We spent part of our summer at the beautiful old Squam Lake in Holderness, New Hampshire, where families have been summering for generations (I can understand why!). It is New England at its best. A pristine, crystal-clear lake, rich pine tree forests, camp-grounds covered with a wide variety of mushrooms, abundant fresh air accompanied by, most importantly, incredibly warm people. This is our son practicing his dives at the end of the day. 



Singapore was such a surprise for us. It's often summed up as clean and organized, well located and friendly. Those are rather nice things, but it is also so much more then that. It is a futuristic eco-friendly and very ‘slick’ island city-state. This is the Gardens by the bay, a space-age futuristic botanical gardens with 50-meter-high super trees covered with plants—think vertical gardens connected by bridges that you can cross via ‘tree-top’ pedestrian roads!


Phuket, thailand

Phuket was a special trip with my daughter's best friend from her school in New York. They visited us in Hong Kong, and then we tacked on a few girls-only days in Thailand. The island was beautiful, but probably the most magical day was on a boat in the Phang Nga Bay, exploring the towering islands that rise vertically from the sea. This photo is of a "floating village" built on stilts, about an hour away from the mainland. We ate lunch here, and it was a great experience for the girls to meet all the local kids and see how different children's lives are around the world.

Landaa Giraavaru, Maldives

Truly the most extraordinary underwater world I have ever experienced.

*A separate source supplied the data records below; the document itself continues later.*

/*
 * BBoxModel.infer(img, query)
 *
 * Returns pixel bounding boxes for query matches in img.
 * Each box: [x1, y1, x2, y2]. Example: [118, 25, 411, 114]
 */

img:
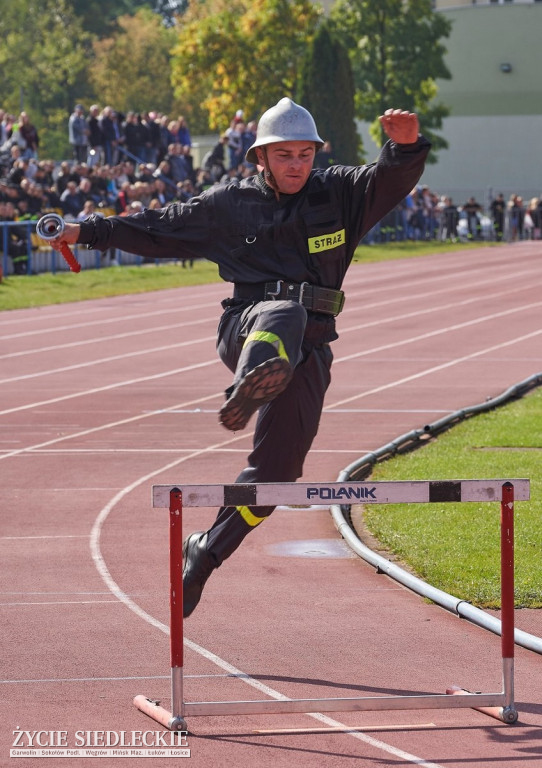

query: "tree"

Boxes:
[331, 0, 451, 162]
[172, 0, 321, 131]
[0, 0, 91, 157]
[298, 23, 363, 165]
[91, 8, 176, 113]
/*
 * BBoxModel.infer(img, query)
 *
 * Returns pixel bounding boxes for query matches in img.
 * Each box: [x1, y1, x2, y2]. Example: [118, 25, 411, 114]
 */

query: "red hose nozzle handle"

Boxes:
[36, 213, 81, 272]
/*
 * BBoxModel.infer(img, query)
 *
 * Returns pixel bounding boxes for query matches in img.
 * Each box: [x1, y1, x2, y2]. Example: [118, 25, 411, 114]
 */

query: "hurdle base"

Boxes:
[134, 694, 188, 732]
[446, 685, 519, 725]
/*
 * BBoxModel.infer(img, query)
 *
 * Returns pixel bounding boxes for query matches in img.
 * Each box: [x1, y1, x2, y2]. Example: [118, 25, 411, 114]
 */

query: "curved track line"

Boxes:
[330, 328, 542, 412]
[0, 286, 528, 384]
[0, 333, 216, 384]
[0, 358, 224, 420]
[90, 448, 442, 768]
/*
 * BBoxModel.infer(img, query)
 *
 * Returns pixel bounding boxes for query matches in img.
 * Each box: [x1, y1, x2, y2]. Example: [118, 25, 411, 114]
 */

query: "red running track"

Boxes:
[0, 243, 542, 768]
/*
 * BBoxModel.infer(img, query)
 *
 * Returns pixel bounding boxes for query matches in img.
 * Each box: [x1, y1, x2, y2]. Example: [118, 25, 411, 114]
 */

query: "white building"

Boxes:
[361, 0, 542, 204]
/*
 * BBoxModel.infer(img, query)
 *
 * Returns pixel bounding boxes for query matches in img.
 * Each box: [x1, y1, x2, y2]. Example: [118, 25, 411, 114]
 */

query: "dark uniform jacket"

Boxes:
[79, 137, 430, 289]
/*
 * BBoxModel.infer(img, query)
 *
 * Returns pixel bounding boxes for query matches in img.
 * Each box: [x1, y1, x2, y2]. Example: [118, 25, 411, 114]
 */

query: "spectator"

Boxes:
[143, 112, 161, 166]
[201, 133, 230, 181]
[241, 120, 258, 172]
[175, 115, 192, 147]
[523, 197, 540, 240]
[226, 118, 246, 168]
[123, 112, 149, 162]
[87, 104, 104, 168]
[156, 115, 173, 165]
[441, 197, 459, 242]
[68, 104, 88, 163]
[0, 201, 28, 275]
[75, 200, 96, 221]
[166, 143, 190, 185]
[507, 195, 525, 242]
[463, 197, 482, 240]
[98, 107, 120, 165]
[60, 181, 85, 219]
[18, 112, 40, 158]
[489, 192, 506, 243]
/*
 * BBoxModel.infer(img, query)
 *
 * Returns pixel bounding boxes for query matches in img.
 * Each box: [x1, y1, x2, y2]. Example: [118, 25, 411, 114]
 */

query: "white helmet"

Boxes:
[246, 97, 324, 165]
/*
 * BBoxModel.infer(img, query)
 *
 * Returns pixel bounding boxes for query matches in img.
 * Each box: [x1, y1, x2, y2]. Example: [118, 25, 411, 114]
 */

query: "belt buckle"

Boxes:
[266, 280, 284, 301]
[298, 282, 309, 307]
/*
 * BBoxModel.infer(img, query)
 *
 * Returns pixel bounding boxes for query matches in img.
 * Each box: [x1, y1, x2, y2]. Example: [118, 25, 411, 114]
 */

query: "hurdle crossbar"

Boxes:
[134, 479, 530, 731]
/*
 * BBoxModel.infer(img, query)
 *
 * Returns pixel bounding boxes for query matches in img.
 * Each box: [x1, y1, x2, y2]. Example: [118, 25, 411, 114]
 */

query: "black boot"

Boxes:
[220, 357, 293, 432]
[183, 531, 216, 619]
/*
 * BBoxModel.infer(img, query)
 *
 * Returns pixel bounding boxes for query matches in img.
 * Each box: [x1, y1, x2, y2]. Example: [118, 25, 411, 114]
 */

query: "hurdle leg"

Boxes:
[134, 488, 188, 731]
[446, 483, 518, 723]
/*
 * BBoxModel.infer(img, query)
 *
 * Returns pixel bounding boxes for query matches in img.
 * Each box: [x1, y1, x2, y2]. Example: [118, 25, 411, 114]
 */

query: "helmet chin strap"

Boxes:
[261, 146, 280, 200]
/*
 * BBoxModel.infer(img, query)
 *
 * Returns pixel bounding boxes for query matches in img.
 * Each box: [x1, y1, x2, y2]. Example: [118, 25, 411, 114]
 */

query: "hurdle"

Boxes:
[133, 479, 530, 731]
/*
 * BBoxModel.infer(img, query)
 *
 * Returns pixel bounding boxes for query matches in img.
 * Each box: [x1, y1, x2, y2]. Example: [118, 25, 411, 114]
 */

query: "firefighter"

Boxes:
[53, 98, 430, 616]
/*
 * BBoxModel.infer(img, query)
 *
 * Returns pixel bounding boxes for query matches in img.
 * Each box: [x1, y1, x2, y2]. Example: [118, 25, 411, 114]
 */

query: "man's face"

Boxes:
[256, 141, 315, 195]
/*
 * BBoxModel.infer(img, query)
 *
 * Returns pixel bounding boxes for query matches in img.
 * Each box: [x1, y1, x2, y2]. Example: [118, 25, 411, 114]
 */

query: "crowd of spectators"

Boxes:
[0, 104, 542, 271]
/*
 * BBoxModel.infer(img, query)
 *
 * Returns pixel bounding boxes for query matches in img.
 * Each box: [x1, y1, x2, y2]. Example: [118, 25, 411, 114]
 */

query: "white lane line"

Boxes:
[0, 301, 221, 341]
[0, 358, 224, 420]
[0, 302, 542, 420]
[90, 436, 442, 768]
[0, 282, 525, 384]
[0, 533, 88, 541]
[330, 328, 542, 413]
[0, 600, 123, 608]
[0, 334, 216, 384]
[0, 317, 217, 360]
[0, 672, 239, 685]
[0, 279, 223, 328]
[0, 270, 538, 360]
[0, 388, 222, 460]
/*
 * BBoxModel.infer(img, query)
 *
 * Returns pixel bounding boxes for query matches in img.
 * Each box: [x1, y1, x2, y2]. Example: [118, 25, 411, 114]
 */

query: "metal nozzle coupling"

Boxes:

It is one of the very top meccas of scuba diving. We originally planned our trip feeling a little guilty that we should be exploring more cultural destinations in Asia, but it turned out that it was an incredible underwater learning experience for all of us. We spent most of our time scuba diving, swimming among manta rays in the open ocean (including both our children), learning about corals, whale sharks and the formation of atolls. It was truly a unique experience incomparable to anything else I’d previously experienced.  



These are the mythical Naga serpents guarding the steps towards the holy temple of Wat Phra That (also referred as Doi Suthep because of the mount it was built on). There are 300 steps leading up to the temple, and serpents are just as long—good news for us, as it was a bit difficult to convince our kids to climb them at first. But we wanted to find out how long these serpents could be. Both have been studying Hinduism and Buddhism at school, which was great because references and story telling became a great part of temple visiting.